Hayalinde hep böyle bir yer gezdirirdi. Ağaçlar olacak, dere olacak. Tek katlı bir ev yapacak oraya, kendi elleriyle. Kafasında planını bile oluşturmuştu.
Hayalinde hep böyle bir yer gezdirirdi. Ağaçlar olacak, dere olacak. Tek katlı bir ev yapacak oraya, kendi elleriyle. Kafasında planını bile oluşturmuştu. Ne çare, hayallerle gerçekler kolay kolay uymazdı. Yıllar boyunca yaptıkları tasarrufla temelden girdikleri site içindeki daire, onlar için erişilebilecek olanın en iyisiydi. Daha doğrusu karısı Nimet Hanım öyle düşünüyordu. O müstakil evden hoşlanmazdı. Bin türlü sıkıntısı olur, börtü böceği, yılanı çıyanı…
Site öyle mi? Bir problem olsa, yönetime bir telefon edersin, hâlledilir. Çöp atma derdi yok, merdiven temizliği derdi yok. Kirada oturdukları ev, küçük bir apartman dairesiydi. Apartmanda bir ihtiyaç olsa komşuların birleşip yaptırmak mesele. Mutlaka itiraz eden çıkar. Site olunca, bunların hepsi belli bir sistem içinde hâlloluyor. Yukarıda çatı akmış, aşağıda kanalizasyon problemi çıkmış, asansör arıza yapmış, dert değil. Bahçe peyzajını ne kadar övmüştü inşaat firması. Süs havuzu, yüzme havuzu, açık kapalı otopark, hiç kullanmamış olsa da hamam, sauna, spor salonu… Eh tabii, bütün bunların da bir bedeli var. Yüksek sayılacak aidat ödeniyor. Ziyanı yok.
Taşındıktan bir ay sonra balkona çıkmış çay içerken, ağaçların arasında sarı bir ışık görünce, Faruk Bey“Aha” dedi. “Orada bir ev varmış ya…” “Var” dedi karısı “Bilmiyor musun?” “Yoo… Yeni gördüm. Sen ne zaman fark ettin?”“Hep orada ki… Kim bilir kaç yıllık.”“Ben ne söylerim, tamburam ne söyler” diye geçirdi içinden. Binanın ne zaman yapıldığı, kaç yıllık olduğu ayrı bahis, onun oradaki varlığını görmek ayrı… Gıptayla baktı ağaçların dalları arasından sızan ışığa. Işık da cılız. Karlı kayın ormanında, geceleyin yürürken fark edilen kulübe gibi. “Kayınların arasında, bir pencere, sarı sıcak…” İçeride birileri var. Onların bir hayatları var. Mutlu bir aile olmalı. Bahçesinde domates biber yetiştirirler. Köpekleri vardır mutlaka. Kedileri de. Bir de kümes yapmışlardır. Tavuklar yumurta verir; bahçede, ağaçların arasında serbestçe dolaşırlar…
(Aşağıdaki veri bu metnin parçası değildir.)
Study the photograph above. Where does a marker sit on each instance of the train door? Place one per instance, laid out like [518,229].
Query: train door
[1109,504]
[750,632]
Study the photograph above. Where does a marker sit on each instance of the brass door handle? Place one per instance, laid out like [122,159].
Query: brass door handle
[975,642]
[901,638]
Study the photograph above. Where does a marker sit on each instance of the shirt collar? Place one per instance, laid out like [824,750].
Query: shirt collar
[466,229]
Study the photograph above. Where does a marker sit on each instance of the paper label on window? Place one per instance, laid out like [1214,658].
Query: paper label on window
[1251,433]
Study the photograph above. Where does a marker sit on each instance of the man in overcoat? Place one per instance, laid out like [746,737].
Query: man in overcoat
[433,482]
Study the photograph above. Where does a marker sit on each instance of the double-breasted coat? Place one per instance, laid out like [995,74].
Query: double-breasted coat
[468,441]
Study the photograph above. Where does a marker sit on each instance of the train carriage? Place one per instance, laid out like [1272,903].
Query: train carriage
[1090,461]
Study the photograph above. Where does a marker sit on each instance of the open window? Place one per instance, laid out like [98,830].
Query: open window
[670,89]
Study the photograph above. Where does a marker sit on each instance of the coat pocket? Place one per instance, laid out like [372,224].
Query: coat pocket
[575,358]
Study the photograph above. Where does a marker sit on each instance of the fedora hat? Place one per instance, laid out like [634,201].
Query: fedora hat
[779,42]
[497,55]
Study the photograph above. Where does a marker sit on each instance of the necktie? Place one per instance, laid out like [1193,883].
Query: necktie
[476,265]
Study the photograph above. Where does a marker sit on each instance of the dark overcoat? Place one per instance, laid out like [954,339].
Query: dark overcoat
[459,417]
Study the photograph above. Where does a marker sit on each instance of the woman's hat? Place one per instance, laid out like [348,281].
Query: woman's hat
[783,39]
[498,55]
Kuluçkaya yattıkları zaman, sarı sarı civcivler çıkar. Koştura koştura annelerinin peşinden giderler. Hayat bu işte. Bizimki? Sabah işe git, akşam eve dön. Yemek ye, koltuğa gömül. Çocukların dersleri, kursları, taksitler, maksitler… Baksana bir ay geçmiş, ilk defa görüyorum o evi. Çay içmek için balkona çıkmasam, caddedeki sokak lambası sönmemiş de yanıyor olsa, belki bir ay daha görmezdim. Faruk Bey hayvan delisi. Bir köpeği olsun istiyor, kedisi ve imkân varsa diğerleri de. Ama mevcut şartlarda en doğru olan; “E) Hiç biri”.
Apartmanda köpek bakmak, çile. Hem kendi için, hem köpek için. Her gün serbestçe oradan oraya koşma ihtiyacı olan köpeği apartman dairesine tıkıştırmak yazık, günah. Alt katta iki tane küçük köpek var. Hayvanlar çıldırmış gibi. Her ayak sesine havlıyorlar.
- Asansör durduğu zaman ciyak ciyak bağırıyorlar. Şu küçük köpeklerin huysuzluğu bir başka. Bir yerde okumuştu, nerede okuduğunu hatırlayamadı. Bir köpek, bir günde yirmi beş milyon bakteri salgılıyormuş. Salyası başka, pisliği, tüyleri başka.
Bir hayvan sever kişi o rakamı çok fazla bulmuştu da, bir yazar ona şöyle demişti: “Yirmi beş milyon yerine, on beş milyon bakteri olsa ne değişecek?” Bütün büyük hayalleri (aslında hiç birinin büyük olmadığına inanıyordu. Basit şeylerdi. Sadece bugünkü şartlarda zordu) ertelenmek zorundaydı. Ne zamana kadar? Kim bilir? Belki sonsuza kadar. “Sonsuz ile kadar birbirine ne kadar zıt aslında. Biri sınır çiziyor, diğeri sınır tanımıyor.”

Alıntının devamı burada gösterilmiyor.